Curatore di “Mister Jelly Roll” di ALAN LOMAX dialoga con STEFANO ZENNI autore di “Louis Armstrong. Satchmo: oltre il mito del jazz”.

Conduce l’incontro Alessandro Rigolli

 

“Lo senti questo riff? – disse – Ora lo chiamano Swing, ma è solo una piccola cosa che ho inventato un sacco di tempo fa”. Questa frase che ammicca dalla candida quarta di copertina di questo libro raccoglie l’essenza delle quasi 370 pagine che ricostruiscono la vicenda di una delle figure più emblematiche – e se vogliamo, mitizzate – della storia del jazz.

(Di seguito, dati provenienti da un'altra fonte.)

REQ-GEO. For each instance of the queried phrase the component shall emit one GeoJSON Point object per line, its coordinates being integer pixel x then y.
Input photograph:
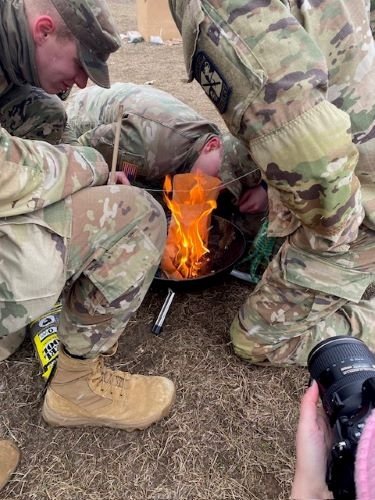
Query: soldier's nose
{"type": "Point", "coordinates": [81, 79]}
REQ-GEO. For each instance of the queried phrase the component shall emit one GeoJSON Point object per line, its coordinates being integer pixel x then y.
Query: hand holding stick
{"type": "Point", "coordinates": [112, 175]}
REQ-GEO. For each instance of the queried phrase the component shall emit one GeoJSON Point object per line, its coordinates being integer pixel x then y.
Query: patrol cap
{"type": "Point", "coordinates": [93, 27]}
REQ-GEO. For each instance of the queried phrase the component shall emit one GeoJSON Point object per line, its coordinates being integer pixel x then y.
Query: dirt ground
{"type": "Point", "coordinates": [231, 432]}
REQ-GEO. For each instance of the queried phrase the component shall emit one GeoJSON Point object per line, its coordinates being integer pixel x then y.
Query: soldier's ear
{"type": "Point", "coordinates": [42, 27]}
{"type": "Point", "coordinates": [212, 144]}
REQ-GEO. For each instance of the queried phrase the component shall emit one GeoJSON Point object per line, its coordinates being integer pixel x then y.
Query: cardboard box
{"type": "Point", "coordinates": [155, 19]}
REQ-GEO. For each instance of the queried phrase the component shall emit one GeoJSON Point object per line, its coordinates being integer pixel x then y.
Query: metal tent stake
{"type": "Point", "coordinates": [158, 325]}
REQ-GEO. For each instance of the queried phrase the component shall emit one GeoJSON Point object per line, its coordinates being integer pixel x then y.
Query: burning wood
{"type": "Point", "coordinates": [191, 199]}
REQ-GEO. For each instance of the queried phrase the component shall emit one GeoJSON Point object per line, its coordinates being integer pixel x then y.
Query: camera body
{"type": "Point", "coordinates": [344, 369]}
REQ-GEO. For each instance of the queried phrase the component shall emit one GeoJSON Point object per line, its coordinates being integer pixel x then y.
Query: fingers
{"type": "Point", "coordinates": [121, 178]}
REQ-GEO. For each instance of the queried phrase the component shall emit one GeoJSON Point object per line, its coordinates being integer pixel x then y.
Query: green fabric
{"type": "Point", "coordinates": [260, 253]}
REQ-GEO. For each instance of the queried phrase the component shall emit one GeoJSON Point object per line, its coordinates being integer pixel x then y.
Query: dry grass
{"type": "Point", "coordinates": [231, 432]}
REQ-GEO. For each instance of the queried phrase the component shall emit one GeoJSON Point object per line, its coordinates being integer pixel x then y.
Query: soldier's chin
{"type": "Point", "coordinates": [51, 89]}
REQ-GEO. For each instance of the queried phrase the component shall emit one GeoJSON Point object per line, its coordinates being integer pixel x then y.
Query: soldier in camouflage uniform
{"type": "Point", "coordinates": [64, 232]}
{"type": "Point", "coordinates": [160, 135]}
{"type": "Point", "coordinates": [293, 80]}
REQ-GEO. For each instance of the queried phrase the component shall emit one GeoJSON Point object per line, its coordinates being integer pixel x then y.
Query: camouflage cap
{"type": "Point", "coordinates": [237, 163]}
{"type": "Point", "coordinates": [93, 27]}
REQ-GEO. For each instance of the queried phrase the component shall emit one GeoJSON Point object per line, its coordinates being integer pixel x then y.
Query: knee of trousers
{"type": "Point", "coordinates": [244, 346]}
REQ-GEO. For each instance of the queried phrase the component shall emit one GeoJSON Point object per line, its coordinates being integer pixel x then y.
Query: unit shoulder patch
{"type": "Point", "coordinates": [211, 80]}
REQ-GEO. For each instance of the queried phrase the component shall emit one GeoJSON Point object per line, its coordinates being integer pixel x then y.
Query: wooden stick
{"type": "Point", "coordinates": [112, 175]}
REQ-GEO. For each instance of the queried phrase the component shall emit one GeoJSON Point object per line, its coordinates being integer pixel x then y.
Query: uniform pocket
{"type": "Point", "coordinates": [124, 268]}
{"type": "Point", "coordinates": [219, 58]}
{"type": "Point", "coordinates": [327, 274]}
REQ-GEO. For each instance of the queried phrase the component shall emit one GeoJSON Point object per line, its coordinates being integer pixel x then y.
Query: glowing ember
{"type": "Point", "coordinates": [193, 199]}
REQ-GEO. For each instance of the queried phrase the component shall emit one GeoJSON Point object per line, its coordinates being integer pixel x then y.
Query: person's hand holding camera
{"type": "Point", "coordinates": [313, 445]}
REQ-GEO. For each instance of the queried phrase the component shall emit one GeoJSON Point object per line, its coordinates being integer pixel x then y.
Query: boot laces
{"type": "Point", "coordinates": [113, 378]}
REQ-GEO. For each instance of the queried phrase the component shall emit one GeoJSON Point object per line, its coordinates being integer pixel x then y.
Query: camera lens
{"type": "Point", "coordinates": [340, 365]}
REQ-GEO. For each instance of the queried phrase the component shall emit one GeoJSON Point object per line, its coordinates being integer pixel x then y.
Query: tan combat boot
{"type": "Point", "coordinates": [9, 459]}
{"type": "Point", "coordinates": [10, 343]}
{"type": "Point", "coordinates": [85, 392]}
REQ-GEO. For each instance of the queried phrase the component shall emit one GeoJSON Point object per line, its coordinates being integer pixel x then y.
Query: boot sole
{"type": "Point", "coordinates": [53, 418]}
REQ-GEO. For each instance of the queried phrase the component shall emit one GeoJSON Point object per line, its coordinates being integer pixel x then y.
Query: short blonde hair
{"type": "Point", "coordinates": [36, 8]}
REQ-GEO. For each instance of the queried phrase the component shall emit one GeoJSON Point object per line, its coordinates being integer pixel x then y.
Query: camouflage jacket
{"type": "Point", "coordinates": [36, 180]}
{"type": "Point", "coordinates": [159, 134]}
{"type": "Point", "coordinates": [293, 79]}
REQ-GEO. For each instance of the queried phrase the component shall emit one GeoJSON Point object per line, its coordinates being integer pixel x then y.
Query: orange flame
{"type": "Point", "coordinates": [193, 199]}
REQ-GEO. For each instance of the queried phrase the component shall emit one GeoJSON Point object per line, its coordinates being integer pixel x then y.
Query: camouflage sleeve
{"type": "Point", "coordinates": [269, 79]}
{"type": "Point", "coordinates": [35, 174]}
{"type": "Point", "coordinates": [69, 136]}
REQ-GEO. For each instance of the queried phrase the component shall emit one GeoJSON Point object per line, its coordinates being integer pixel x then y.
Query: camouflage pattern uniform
{"type": "Point", "coordinates": [25, 110]}
{"type": "Point", "coordinates": [63, 232]}
{"type": "Point", "coordinates": [159, 134]}
{"type": "Point", "coordinates": [293, 79]}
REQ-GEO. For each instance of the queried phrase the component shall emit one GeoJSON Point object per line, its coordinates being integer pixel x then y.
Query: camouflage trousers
{"type": "Point", "coordinates": [265, 67]}
{"type": "Point", "coordinates": [31, 113]}
{"type": "Point", "coordinates": [292, 309]}
{"type": "Point", "coordinates": [118, 235]}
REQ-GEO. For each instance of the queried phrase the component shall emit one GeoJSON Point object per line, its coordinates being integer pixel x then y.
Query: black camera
{"type": "Point", "coordinates": [344, 369]}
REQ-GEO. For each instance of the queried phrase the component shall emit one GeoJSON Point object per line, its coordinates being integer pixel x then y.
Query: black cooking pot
{"type": "Point", "coordinates": [227, 246]}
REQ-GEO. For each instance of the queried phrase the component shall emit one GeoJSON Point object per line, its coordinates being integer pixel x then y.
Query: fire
{"type": "Point", "coordinates": [191, 199]}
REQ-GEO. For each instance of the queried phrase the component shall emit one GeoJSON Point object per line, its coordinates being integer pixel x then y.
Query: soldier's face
{"type": "Point", "coordinates": [210, 158]}
{"type": "Point", "coordinates": [58, 64]}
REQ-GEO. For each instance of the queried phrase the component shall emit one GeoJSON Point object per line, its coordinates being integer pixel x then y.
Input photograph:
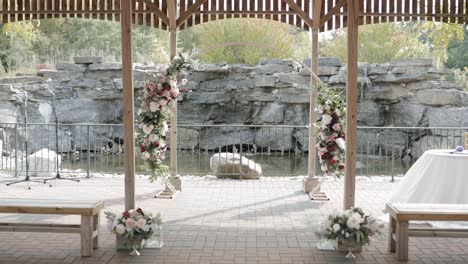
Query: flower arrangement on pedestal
{"type": "Point", "coordinates": [350, 229]}
{"type": "Point", "coordinates": [330, 131]}
{"type": "Point", "coordinates": [154, 114]}
{"type": "Point", "coordinates": [134, 225]}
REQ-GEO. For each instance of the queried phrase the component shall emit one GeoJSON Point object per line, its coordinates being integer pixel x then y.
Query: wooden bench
{"type": "Point", "coordinates": [89, 211]}
{"type": "Point", "coordinates": [401, 214]}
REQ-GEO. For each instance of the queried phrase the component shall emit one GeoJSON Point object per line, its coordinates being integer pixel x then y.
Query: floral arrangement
{"type": "Point", "coordinates": [349, 225]}
{"type": "Point", "coordinates": [330, 131]}
{"type": "Point", "coordinates": [135, 225]}
{"type": "Point", "coordinates": [155, 112]}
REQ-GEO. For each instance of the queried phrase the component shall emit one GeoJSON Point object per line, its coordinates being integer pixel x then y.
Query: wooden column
{"type": "Point", "coordinates": [128, 98]}
{"type": "Point", "coordinates": [172, 15]}
{"type": "Point", "coordinates": [310, 184]}
{"type": "Point", "coordinates": [351, 105]}
{"type": "Point", "coordinates": [173, 169]}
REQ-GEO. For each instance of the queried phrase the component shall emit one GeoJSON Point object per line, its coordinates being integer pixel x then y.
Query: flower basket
{"type": "Point", "coordinates": [135, 230]}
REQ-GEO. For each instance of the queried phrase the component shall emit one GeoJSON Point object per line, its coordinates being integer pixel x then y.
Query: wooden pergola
{"type": "Point", "coordinates": [174, 15]}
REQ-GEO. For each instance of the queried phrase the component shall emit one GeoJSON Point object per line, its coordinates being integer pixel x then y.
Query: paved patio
{"type": "Point", "coordinates": [217, 221]}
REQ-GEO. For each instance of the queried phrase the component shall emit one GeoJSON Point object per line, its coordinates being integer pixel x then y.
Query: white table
{"type": "Point", "coordinates": [436, 177]}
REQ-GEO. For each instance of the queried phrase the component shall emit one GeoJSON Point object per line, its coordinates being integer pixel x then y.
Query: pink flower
{"type": "Point", "coordinates": [330, 138]}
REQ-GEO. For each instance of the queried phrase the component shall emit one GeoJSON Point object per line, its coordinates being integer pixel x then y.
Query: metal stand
{"type": "Point", "coordinates": [27, 178]}
{"type": "Point", "coordinates": [57, 176]}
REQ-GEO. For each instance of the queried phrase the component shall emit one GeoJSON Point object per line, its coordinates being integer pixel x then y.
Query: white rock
{"type": "Point", "coordinates": [41, 164]}
{"type": "Point", "coordinates": [232, 164]}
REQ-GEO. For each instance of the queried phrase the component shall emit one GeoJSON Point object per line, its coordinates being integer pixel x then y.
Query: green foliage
{"type": "Point", "coordinates": [52, 40]}
{"type": "Point", "coordinates": [457, 53]}
{"type": "Point", "coordinates": [213, 35]}
{"type": "Point", "coordinates": [377, 43]}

Protagonista di questo volume è Jelly Roll Morton, al secolo Ferdinand Joseph LaMothe, pianista di New Orleans, personaggio il cui profilo si muove ambiguo tra il lascito musicale e la figura provocatoria di un artista che si autodefiniva “l’inventore del jazz”. “Mister Jelly Roll” viene raccontato in queste pagine – per la prima volta (e meritoriamente) edite nel nostro paese da Quodlibet nell’ambito collana “Chorus” curata da Claudio Sessa – grazie al lavoro di Alan Lomax, grande etnomusicologo scomparso nel 2002 che ha contribuito in maniera fondamentale alla conoscenza delle espressioni musicali di matrice popolare che dal blues arrivano al jazz.

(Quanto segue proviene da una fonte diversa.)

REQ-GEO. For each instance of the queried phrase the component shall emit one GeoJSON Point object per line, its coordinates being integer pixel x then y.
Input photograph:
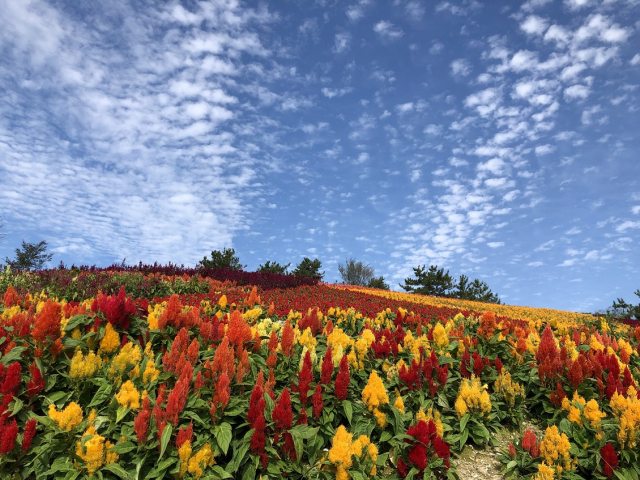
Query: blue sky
{"type": "Point", "coordinates": [496, 139]}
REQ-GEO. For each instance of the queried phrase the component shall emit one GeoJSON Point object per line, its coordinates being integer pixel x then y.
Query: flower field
{"type": "Point", "coordinates": [158, 374]}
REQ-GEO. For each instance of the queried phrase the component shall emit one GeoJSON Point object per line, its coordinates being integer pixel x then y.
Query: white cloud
{"type": "Point", "coordinates": [336, 92]}
{"type": "Point", "coordinates": [546, 246]}
{"type": "Point", "coordinates": [576, 91]}
{"type": "Point", "coordinates": [623, 227]}
{"type": "Point", "coordinates": [460, 67]}
{"type": "Point", "coordinates": [512, 195]}
{"type": "Point", "coordinates": [544, 150]}
{"type": "Point", "coordinates": [494, 166]}
{"type": "Point", "coordinates": [438, 47]}
{"type": "Point", "coordinates": [388, 30]}
{"type": "Point", "coordinates": [341, 42]}
{"type": "Point", "coordinates": [405, 107]}
{"type": "Point", "coordinates": [568, 263]}
{"type": "Point", "coordinates": [534, 25]}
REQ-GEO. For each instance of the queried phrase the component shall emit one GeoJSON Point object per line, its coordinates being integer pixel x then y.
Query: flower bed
{"type": "Point", "coordinates": [312, 381]}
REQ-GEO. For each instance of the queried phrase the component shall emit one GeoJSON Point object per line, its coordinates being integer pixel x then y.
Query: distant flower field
{"type": "Point", "coordinates": [142, 375]}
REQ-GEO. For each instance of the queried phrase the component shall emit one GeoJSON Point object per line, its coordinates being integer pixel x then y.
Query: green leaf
{"type": "Point", "coordinates": [14, 355]}
{"type": "Point", "coordinates": [75, 321]}
{"type": "Point", "coordinates": [121, 413]}
{"type": "Point", "coordinates": [161, 467]}
{"type": "Point", "coordinates": [298, 443]}
{"type": "Point", "coordinates": [164, 439]}
{"type": "Point", "coordinates": [223, 436]}
{"type": "Point", "coordinates": [464, 420]}
{"type": "Point", "coordinates": [123, 447]}
{"type": "Point", "coordinates": [238, 457]}
{"type": "Point", "coordinates": [348, 410]}
{"type": "Point", "coordinates": [305, 431]}
{"type": "Point", "coordinates": [103, 394]}
{"type": "Point", "coordinates": [250, 472]}
{"type": "Point", "coordinates": [444, 360]}
{"type": "Point", "coordinates": [117, 470]}
{"type": "Point", "coordinates": [17, 406]}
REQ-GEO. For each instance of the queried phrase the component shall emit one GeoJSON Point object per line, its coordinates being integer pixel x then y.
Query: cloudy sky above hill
{"type": "Point", "coordinates": [496, 139]}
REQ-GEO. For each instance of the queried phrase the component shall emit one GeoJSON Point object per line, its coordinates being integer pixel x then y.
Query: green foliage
{"type": "Point", "coordinates": [309, 269]}
{"type": "Point", "coordinates": [434, 282]}
{"type": "Point", "coordinates": [438, 283]}
{"type": "Point", "coordinates": [355, 273]}
{"type": "Point", "coordinates": [378, 282]}
{"type": "Point", "coordinates": [226, 259]}
{"type": "Point", "coordinates": [273, 267]}
{"type": "Point", "coordinates": [32, 256]}
{"type": "Point", "coordinates": [622, 309]}
{"type": "Point", "coordinates": [476, 290]}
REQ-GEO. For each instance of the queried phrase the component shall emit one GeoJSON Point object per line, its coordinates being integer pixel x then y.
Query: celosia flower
{"type": "Point", "coordinates": [29, 433]}
{"type": "Point", "coordinates": [8, 436]}
{"type": "Point", "coordinates": [110, 342]}
{"type": "Point", "coordinates": [128, 396]}
{"type": "Point", "coordinates": [327, 368]}
{"type": "Point", "coordinates": [83, 367]}
{"type": "Point", "coordinates": [91, 450]}
{"type": "Point", "coordinates": [222, 395]}
{"type": "Point", "coordinates": [317, 402]}
{"type": "Point", "coordinates": [472, 398]}
{"type": "Point", "coordinates": [67, 419]}
{"type": "Point", "coordinates": [185, 434]}
{"type": "Point", "coordinates": [12, 380]}
{"type": "Point", "coordinates": [47, 323]}
{"type": "Point", "coordinates": [554, 447]}
{"type": "Point", "coordinates": [141, 424]}
{"type": "Point", "coordinates": [128, 356]}
{"type": "Point", "coordinates": [36, 384]}
{"type": "Point", "coordinates": [287, 342]}
{"type": "Point", "coordinates": [184, 453]}
{"type": "Point", "coordinates": [342, 379]}
{"type": "Point", "coordinates": [199, 461]}
{"type": "Point", "coordinates": [282, 414]}
{"type": "Point", "coordinates": [609, 460]}
{"type": "Point", "coordinates": [374, 393]}
{"type": "Point", "coordinates": [305, 377]}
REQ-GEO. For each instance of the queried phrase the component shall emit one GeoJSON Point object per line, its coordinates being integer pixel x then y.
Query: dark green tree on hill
{"type": "Point", "coordinates": [309, 269]}
{"type": "Point", "coordinates": [438, 283]}
{"type": "Point", "coordinates": [379, 283]}
{"type": "Point", "coordinates": [273, 267]}
{"type": "Point", "coordinates": [355, 273]}
{"type": "Point", "coordinates": [226, 259]}
{"type": "Point", "coordinates": [434, 282]}
{"type": "Point", "coordinates": [32, 256]}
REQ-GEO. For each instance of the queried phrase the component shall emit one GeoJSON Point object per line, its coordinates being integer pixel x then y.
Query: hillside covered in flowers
{"type": "Point", "coordinates": [142, 375]}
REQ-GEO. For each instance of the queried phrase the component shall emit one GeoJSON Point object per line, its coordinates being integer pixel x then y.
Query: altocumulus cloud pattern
{"type": "Point", "coordinates": [498, 139]}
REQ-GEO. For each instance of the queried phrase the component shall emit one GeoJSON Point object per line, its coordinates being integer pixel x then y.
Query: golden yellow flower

Come evidenzia Stefano Zenni nella sua interessante introduzione: “Il libro Mr. Jelly Roll è stato per decenni l’unica biografia mortoniana da cui emergono con nettezza certi tracci caratteriali dell’uomo. Rafforzata da discutibili testimonianze di altri colleghi, ha modellato l’immagine dell’uomo come un narcisista, presuntuoso e soprattutto menzognero, sempre pronto ad aggiustare i fatti (a partire dalla sua data di nascita) alle necessità del proprio ego e della primogenitura nel jazz e nel blues”. 

Al di là delle revisioni e delle verifiche storiche delle quali è stato oggetto, questo lavoro, come rileva Sessa nella sua “Nota”, “è da decenni uno dei “testi sacri” per chiunque si occupi di jazz [anche perché] l’ombra immensa di Jelly Roll Morton si staglia su buona parte di ciò che ascoltiamo, e non solo perché ogni jazzista non può far altro che continuare a “suonare del Jelly Roll”.